Арбайтер удивленно на него уставился. Английский давался ему с трудом, и позже мне пришло в голову, что его мозги работали, как газонокосилка.
— И так же поэтично, — скажет Сюзи.
Никто не любил Арбайтера, даже впечатлительная мисс Выкидыш. Ее слабостью, с точки зрения радикалов, считалась любовь к литературе, особенно к американскому романтизму («Ну что за глупая специальность, милочка», — всегда распекала ее Швангер). Но для нас, детей, то обожание, с которым Фельгебурт относилась к литературе, было ее силой. Именно романтическая часть ее натуры еще не совсем умерла; по крайней мере пока. Со временем, да простит мне Бог, я помог ей убить и это.
— Литература для мечтателей, — говорил Старина Биллиг бедной Фельгебурт.
Я имею в виду — Старина Биллиг-радикал. Старина Биллиг-проститутка любила мечты. Однажды она сказала Фрэнку, что лишь мечты и любит; мечты и свои «сувениры».
— Изучай экономику, милочка, — сказала Швангер Фельгебурт; именно так сказала мисс Беременная мисс Выкидыш.
— Человеческая полезность, — внушал нам Арбайтер, — прямо связана с тем, какой процент населения участвует в принятии решений.
— Во
— Во властных решениях, — уточнял Арбайтер. Вдвоем они напоминали двух колибри, кружащих над одним цветком.

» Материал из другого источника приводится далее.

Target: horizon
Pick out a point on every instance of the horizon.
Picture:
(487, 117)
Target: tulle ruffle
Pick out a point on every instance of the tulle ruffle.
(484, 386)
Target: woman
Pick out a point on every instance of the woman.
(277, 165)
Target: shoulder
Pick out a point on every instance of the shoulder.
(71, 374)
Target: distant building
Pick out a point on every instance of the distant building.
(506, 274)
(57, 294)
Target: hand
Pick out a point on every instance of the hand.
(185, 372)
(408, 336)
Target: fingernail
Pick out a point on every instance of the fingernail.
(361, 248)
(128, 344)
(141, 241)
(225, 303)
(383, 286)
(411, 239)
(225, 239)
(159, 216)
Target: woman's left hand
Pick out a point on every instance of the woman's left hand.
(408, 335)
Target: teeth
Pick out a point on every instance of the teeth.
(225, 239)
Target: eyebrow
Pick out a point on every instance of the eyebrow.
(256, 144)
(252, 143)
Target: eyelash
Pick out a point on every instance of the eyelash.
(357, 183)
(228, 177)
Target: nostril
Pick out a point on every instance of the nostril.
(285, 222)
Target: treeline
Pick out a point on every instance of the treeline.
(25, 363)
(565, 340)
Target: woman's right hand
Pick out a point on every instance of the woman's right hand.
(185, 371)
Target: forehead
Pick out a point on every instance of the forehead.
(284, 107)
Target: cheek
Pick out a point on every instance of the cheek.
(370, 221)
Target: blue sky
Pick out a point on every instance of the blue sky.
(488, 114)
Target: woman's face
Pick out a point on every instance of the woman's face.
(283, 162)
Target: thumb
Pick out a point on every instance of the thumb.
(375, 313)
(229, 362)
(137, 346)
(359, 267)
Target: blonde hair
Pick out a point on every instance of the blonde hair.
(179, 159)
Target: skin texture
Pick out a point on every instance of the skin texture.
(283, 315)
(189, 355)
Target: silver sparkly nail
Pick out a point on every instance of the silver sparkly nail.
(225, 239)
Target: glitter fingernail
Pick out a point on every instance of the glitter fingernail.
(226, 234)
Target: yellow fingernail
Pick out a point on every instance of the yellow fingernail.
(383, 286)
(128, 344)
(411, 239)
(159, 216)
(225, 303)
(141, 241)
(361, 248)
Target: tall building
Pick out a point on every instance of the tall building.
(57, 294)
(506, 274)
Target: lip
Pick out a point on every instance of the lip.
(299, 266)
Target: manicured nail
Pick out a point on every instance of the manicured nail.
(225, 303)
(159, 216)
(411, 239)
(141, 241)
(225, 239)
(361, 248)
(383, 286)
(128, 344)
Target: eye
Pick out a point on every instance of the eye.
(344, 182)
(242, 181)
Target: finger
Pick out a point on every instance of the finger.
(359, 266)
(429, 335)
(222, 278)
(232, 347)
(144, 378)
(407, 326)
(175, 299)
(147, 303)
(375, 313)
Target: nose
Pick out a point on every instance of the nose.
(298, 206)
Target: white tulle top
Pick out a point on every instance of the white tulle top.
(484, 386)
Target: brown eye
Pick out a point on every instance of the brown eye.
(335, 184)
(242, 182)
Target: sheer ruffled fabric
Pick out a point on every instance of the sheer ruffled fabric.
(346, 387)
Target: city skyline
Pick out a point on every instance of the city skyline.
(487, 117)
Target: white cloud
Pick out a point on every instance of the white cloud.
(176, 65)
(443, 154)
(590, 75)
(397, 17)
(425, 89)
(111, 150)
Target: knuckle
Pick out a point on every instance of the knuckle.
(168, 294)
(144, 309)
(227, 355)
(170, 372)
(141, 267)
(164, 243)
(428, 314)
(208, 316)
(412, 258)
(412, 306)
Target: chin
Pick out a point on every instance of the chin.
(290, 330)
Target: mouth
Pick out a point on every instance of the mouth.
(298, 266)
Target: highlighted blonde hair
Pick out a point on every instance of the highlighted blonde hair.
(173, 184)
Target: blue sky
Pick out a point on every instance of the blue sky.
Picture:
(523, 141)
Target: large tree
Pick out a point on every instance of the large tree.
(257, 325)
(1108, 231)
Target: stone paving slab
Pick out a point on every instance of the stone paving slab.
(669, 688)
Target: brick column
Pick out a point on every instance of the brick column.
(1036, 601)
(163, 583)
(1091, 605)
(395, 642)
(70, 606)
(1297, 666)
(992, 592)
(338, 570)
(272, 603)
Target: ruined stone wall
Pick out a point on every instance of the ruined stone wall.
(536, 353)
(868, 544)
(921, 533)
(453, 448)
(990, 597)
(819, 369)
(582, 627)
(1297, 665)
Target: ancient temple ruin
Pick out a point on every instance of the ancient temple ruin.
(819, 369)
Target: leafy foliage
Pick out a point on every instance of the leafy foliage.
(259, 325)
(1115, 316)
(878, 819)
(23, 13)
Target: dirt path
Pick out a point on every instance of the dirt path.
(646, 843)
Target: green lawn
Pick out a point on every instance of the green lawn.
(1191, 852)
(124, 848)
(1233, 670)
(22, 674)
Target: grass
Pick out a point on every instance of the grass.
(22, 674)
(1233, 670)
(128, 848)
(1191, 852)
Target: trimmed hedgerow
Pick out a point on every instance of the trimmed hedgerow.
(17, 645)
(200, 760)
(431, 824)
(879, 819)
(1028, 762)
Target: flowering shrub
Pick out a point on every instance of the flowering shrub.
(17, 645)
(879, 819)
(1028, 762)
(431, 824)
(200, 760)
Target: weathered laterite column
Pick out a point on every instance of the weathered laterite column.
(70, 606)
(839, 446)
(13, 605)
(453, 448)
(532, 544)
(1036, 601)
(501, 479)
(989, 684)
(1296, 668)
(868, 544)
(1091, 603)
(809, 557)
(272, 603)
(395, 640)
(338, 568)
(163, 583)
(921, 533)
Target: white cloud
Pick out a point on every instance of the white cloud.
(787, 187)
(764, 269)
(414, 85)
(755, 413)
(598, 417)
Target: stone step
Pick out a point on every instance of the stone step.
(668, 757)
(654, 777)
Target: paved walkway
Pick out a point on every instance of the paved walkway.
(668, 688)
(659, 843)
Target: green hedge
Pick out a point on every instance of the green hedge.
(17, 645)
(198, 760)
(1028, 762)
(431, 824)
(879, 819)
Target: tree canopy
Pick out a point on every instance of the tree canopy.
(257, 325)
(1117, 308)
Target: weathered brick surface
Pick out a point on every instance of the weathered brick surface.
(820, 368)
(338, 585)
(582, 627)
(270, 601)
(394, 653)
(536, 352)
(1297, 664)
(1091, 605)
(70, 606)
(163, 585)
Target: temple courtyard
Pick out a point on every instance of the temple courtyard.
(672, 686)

— Говно парное, — сказала Фрэнни.
Английским Арбайтер и Старина Биллиг владели не ахти, поэтому им запросто можно было сказать что-нибудь вроде «засунь это себе в жопу», смысла они все равно не улавливали. И, несмотря на данную мной клятву перестать ругаться, я испытывал огромный соблазн сказануть им что-нибудь этакое, но приходилось удовлетворяться тем, что я слушал, как с ними разговаривала Фрэнни.

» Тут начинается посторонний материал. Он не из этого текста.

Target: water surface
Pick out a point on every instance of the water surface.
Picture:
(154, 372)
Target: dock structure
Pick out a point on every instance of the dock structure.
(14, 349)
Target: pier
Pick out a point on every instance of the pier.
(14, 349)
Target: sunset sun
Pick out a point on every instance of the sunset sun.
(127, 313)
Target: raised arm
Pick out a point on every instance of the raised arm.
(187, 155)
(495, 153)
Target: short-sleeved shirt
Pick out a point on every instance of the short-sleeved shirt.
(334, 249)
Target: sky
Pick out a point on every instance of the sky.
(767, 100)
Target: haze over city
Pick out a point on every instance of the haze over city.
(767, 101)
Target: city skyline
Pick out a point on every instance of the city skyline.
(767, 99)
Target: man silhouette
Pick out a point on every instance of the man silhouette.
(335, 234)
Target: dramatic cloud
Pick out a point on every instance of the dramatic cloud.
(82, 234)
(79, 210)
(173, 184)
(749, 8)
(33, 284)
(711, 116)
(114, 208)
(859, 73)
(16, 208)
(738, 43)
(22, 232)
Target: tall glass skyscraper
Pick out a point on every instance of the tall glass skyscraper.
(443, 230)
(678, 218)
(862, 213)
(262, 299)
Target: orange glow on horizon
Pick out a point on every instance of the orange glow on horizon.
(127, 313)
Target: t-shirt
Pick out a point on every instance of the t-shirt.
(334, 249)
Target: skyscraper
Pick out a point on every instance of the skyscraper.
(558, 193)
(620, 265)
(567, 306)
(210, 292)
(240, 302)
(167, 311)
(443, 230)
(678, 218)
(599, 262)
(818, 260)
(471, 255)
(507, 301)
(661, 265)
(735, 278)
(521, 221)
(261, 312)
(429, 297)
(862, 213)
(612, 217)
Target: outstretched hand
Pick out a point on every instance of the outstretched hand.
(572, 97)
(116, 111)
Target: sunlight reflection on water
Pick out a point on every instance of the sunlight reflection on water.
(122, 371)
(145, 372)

— Неизбежная расовая война в Америке, — говорил нам Арбайтер, — будет понята неправильно. На самом деле это война классового расслоения…
— Когда ты пердишь, Арбайтер, тюлени в зоопарке перестают плавать? — в ответ спрашивала его Фрэнни.
Другие радикалы редко принимали участие в наших дискуссиях. Один постоянно сидел за пишущей машинкой; другой — за баранкой единственного автомобиля, которым сообща владели члены Симпозиума по восточно-западным отношениям — все шестеро сразу. Механик, который трудился над разваливающимся автомобилем (многоцелевая машина, бесполезная, как нам казалось, на любом шоссе; отец считал, что она вообще ни разу не выезжала на шоссе), был угрюмым молодым человеком с перепачканным лицом, в комбинезоне и в синей фуражке трамвайного кондуктора. Он был членом профсоюза и каждый вечер работал на главной линии Марьяхильферштрассе. Днем он выглядел сонным и злым и все время бряцал инструментами. Так его и называли — Шраубеншлюссель
— Эй, Ключ, — говорила ему Фрэнни, когда он лежал под машиной и сыпал проклятьями, — думаешь, они не сумеют запачкать тебе мозги, Ключ? — говорила Фрэнни.
Гаечный Ключ не понимал по-английски, а из его личной жизни мы знали один-единственный факт: что однажды он пригласил на свидание Сюзи.
— Я хочу сказать, никто меня никуда и никогда не приглашал, — сказала Сюзи. — Вот кретин.
— Вот кретин, — повторила Фрэнни.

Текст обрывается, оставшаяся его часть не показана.